Sempre ieri, il portavoce del ministero degli Esteri iraniano, Mohammad Ali Hosseini, aveva detto che se le autorità di governo italiane dovessero chiedere incontri bilaterali con Ahmadinejad durante la sua permanenza a Roma per il vertice Fao, Teheran sarebbe pronta a prendere in considerazione la proposta «in considerazione delle buone relazioni fra i due Paesi». L’altro ieri il portavoce del governo iraniano, Gholam-Hossein Elham, aveva detto che Ahmadinejad «non ha chiesto incontri né con le autorità di governo italiane né con il Papa» e quindi avrebbe preso «solo parte al vertice» della Fao. Nei giorni precedenti, il titolare della Farnesina, Franco Frattini aveva escluso incontri bilaterali con Ahmadinejad sia da parte di Berlusconi, sia da parte sua, senza però calcare troppo la mano sulle divisioni con Teheran in materia di nucleare e su Israele, Stato che il presidente iraniano ambirebbe, come ha più volte solennemente affermato, cancellare dalla mappa del mondo. L’altro ieri fonti diplomatiche presso il Vaticano avevano detto che anche la Santa Sede era orientata a rinunciare ad udienze del Papa con 7 o 8 capi di Stato presenti a Roma per il vertice che ne avevano fatto richiesta, tra i quali lo stesso Ahmadinejad.

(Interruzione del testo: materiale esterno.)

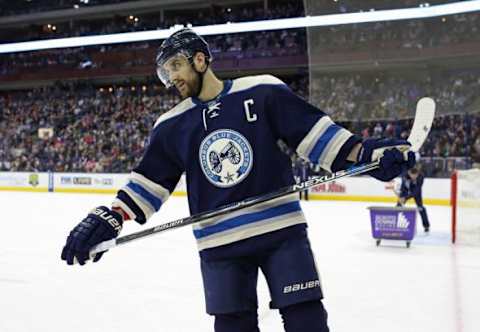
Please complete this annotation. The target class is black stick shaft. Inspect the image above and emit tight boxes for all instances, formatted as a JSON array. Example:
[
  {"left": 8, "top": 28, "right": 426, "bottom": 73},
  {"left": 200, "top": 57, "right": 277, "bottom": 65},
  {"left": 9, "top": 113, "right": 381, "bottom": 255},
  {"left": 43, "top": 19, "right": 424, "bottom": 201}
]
[{"left": 90, "top": 161, "right": 379, "bottom": 256}]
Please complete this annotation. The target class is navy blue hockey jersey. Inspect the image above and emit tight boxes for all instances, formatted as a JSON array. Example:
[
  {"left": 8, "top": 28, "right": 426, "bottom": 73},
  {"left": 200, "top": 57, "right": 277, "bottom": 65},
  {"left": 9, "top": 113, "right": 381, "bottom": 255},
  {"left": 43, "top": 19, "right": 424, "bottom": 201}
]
[{"left": 113, "top": 75, "right": 360, "bottom": 250}]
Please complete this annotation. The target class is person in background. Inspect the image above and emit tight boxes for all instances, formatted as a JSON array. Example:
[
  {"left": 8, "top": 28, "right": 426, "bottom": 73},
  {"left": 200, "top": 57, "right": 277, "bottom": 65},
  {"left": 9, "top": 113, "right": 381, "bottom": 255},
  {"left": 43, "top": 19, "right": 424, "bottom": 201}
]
[{"left": 397, "top": 167, "right": 430, "bottom": 233}]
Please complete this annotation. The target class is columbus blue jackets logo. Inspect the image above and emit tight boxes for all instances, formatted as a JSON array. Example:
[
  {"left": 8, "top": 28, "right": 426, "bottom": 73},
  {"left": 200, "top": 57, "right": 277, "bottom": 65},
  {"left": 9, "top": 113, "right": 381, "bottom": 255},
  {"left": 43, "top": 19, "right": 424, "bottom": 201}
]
[{"left": 199, "top": 129, "right": 253, "bottom": 188}]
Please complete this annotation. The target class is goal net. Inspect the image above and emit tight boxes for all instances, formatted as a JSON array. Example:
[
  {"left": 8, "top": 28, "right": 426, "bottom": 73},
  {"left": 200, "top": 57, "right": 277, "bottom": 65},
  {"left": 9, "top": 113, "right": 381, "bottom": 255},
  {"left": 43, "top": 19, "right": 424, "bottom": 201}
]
[{"left": 452, "top": 169, "right": 480, "bottom": 245}]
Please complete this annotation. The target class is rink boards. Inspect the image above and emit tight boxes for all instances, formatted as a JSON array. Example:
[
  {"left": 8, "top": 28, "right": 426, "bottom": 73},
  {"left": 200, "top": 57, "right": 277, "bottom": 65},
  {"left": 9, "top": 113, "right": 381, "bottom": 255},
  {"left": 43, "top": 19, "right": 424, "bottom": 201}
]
[{"left": 0, "top": 172, "right": 450, "bottom": 205}]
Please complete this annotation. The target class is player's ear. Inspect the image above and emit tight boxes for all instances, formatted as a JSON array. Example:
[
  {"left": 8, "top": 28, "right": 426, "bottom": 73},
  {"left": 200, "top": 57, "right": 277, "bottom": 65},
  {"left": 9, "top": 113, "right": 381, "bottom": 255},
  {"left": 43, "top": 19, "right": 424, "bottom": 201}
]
[{"left": 193, "top": 52, "right": 207, "bottom": 73}]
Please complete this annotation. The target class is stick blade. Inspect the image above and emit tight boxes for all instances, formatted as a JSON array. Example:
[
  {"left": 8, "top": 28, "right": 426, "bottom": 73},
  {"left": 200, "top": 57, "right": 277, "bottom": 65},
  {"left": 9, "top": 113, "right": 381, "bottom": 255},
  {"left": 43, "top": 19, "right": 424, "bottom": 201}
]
[{"left": 408, "top": 97, "right": 435, "bottom": 152}]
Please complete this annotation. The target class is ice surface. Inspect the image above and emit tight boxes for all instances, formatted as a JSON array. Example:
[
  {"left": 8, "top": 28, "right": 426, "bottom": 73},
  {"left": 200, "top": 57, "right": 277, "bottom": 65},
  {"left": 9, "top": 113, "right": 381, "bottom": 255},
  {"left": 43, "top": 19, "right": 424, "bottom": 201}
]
[{"left": 0, "top": 192, "right": 480, "bottom": 332}]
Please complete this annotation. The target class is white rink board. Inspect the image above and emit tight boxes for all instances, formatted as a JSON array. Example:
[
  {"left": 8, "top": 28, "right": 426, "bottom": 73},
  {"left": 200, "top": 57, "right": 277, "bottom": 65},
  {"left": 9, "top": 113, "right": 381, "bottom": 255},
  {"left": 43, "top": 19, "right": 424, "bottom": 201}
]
[
  {"left": 0, "top": 172, "right": 450, "bottom": 205},
  {"left": 0, "top": 192, "right": 480, "bottom": 332}
]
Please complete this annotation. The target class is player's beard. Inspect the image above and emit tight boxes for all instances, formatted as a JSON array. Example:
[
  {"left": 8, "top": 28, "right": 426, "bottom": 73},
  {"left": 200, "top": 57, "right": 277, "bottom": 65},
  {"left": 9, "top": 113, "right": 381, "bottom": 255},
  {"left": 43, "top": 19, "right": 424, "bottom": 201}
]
[{"left": 177, "top": 75, "right": 200, "bottom": 99}]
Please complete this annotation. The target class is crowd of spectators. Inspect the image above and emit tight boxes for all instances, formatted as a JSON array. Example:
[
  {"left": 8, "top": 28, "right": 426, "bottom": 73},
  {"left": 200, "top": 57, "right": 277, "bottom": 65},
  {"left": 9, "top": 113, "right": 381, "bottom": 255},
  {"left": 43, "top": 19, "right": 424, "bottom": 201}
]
[
  {"left": 309, "top": 13, "right": 480, "bottom": 52},
  {"left": 0, "top": 1, "right": 304, "bottom": 42},
  {"left": 0, "top": 2, "right": 480, "bottom": 75},
  {"left": 310, "top": 69, "right": 480, "bottom": 121},
  {"left": 0, "top": 72, "right": 480, "bottom": 176},
  {"left": 0, "top": 0, "right": 139, "bottom": 17}
]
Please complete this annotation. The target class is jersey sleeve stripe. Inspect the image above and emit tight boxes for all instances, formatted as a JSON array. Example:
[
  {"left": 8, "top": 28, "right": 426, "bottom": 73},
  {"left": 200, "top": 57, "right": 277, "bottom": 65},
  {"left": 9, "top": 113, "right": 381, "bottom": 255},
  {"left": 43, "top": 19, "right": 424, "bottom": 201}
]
[
  {"left": 318, "top": 128, "right": 353, "bottom": 172},
  {"left": 112, "top": 198, "right": 137, "bottom": 220},
  {"left": 122, "top": 185, "right": 155, "bottom": 220},
  {"left": 130, "top": 172, "right": 170, "bottom": 204},
  {"left": 308, "top": 124, "right": 341, "bottom": 164},
  {"left": 127, "top": 181, "right": 162, "bottom": 211},
  {"left": 297, "top": 116, "right": 333, "bottom": 158},
  {"left": 112, "top": 189, "right": 147, "bottom": 224}
]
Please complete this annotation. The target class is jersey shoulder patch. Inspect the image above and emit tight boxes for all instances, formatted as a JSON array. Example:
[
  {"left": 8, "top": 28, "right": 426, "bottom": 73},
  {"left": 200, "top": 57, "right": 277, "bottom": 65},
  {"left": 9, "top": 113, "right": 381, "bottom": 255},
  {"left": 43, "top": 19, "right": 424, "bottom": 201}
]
[
  {"left": 153, "top": 98, "right": 196, "bottom": 128},
  {"left": 229, "top": 74, "right": 285, "bottom": 93}
]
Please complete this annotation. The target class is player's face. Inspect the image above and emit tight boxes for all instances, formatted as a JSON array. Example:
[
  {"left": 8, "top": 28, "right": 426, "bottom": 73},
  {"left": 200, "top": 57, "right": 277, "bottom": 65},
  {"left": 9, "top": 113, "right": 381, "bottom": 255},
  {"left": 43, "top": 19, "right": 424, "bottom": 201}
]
[
  {"left": 163, "top": 55, "right": 200, "bottom": 99},
  {"left": 408, "top": 172, "right": 418, "bottom": 181}
]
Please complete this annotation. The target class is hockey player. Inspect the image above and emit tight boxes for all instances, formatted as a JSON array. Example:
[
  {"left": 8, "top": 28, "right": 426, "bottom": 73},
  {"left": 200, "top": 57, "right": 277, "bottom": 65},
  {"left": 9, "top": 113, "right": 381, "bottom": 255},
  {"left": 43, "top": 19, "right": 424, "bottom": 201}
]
[
  {"left": 397, "top": 167, "right": 430, "bottom": 233},
  {"left": 61, "top": 29, "right": 415, "bottom": 332}
]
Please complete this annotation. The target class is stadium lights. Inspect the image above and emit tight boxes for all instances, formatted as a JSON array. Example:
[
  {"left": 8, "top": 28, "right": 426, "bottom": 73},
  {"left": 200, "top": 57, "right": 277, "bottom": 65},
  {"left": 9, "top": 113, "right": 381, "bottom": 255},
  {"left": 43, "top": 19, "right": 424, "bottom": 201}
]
[{"left": 0, "top": 0, "right": 480, "bottom": 53}]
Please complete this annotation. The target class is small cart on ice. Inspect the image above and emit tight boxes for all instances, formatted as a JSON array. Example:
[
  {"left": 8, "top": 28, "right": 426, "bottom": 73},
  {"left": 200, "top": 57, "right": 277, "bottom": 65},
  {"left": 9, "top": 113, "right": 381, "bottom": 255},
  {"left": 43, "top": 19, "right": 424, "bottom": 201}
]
[{"left": 368, "top": 206, "right": 417, "bottom": 248}]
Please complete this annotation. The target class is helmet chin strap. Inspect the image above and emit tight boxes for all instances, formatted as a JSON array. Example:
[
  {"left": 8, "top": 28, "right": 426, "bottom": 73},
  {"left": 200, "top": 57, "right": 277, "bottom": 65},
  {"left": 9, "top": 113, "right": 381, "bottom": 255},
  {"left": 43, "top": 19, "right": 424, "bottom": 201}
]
[{"left": 192, "top": 62, "right": 208, "bottom": 98}]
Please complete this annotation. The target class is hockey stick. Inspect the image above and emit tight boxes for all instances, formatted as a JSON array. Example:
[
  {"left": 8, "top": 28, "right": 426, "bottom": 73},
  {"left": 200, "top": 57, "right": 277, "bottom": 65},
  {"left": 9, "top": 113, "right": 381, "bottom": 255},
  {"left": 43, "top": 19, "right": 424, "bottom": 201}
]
[{"left": 90, "top": 98, "right": 435, "bottom": 257}]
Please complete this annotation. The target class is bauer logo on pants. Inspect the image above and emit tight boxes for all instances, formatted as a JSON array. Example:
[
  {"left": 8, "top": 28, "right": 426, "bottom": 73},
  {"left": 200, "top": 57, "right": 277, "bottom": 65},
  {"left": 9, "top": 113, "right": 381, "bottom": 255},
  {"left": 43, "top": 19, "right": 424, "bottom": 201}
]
[{"left": 199, "top": 129, "right": 253, "bottom": 188}]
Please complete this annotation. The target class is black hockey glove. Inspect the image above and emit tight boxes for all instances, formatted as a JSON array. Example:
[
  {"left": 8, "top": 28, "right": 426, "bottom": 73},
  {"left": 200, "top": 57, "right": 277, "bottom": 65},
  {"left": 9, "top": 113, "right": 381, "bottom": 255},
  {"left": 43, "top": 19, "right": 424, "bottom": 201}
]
[
  {"left": 357, "top": 138, "right": 416, "bottom": 181},
  {"left": 62, "top": 206, "right": 123, "bottom": 265}
]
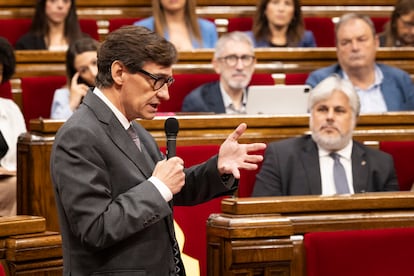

Berlusconi preferisce non rispondere alla dichiarazione di disponibilità ad un bilaterale con Ahmadinejad, arrivata dal portavoce del ministero degli Esteri di Teheran. In serata, interpellato nei giardini del Quirinale Berlusconi si limita a rispondere: «Serve ponderazione prima di rispondere», tanto più di fronte al messaggio conciliante giunto poche ore prima da Teheran. Chi non ha bisogno di «ponderare» sono gli imprenditori e i manager, tra i quali quelli di importanti aziende pubbliche, che domani pomeriggio incontreranno il presidente iraniano. L’Italia è il primo partner commerciale dell’Iran tra tutti i Paesi dell’Ue: un dato che non sfugge al Cavaliere. Dietro il suo «ponderare» c’è soprattutto questo.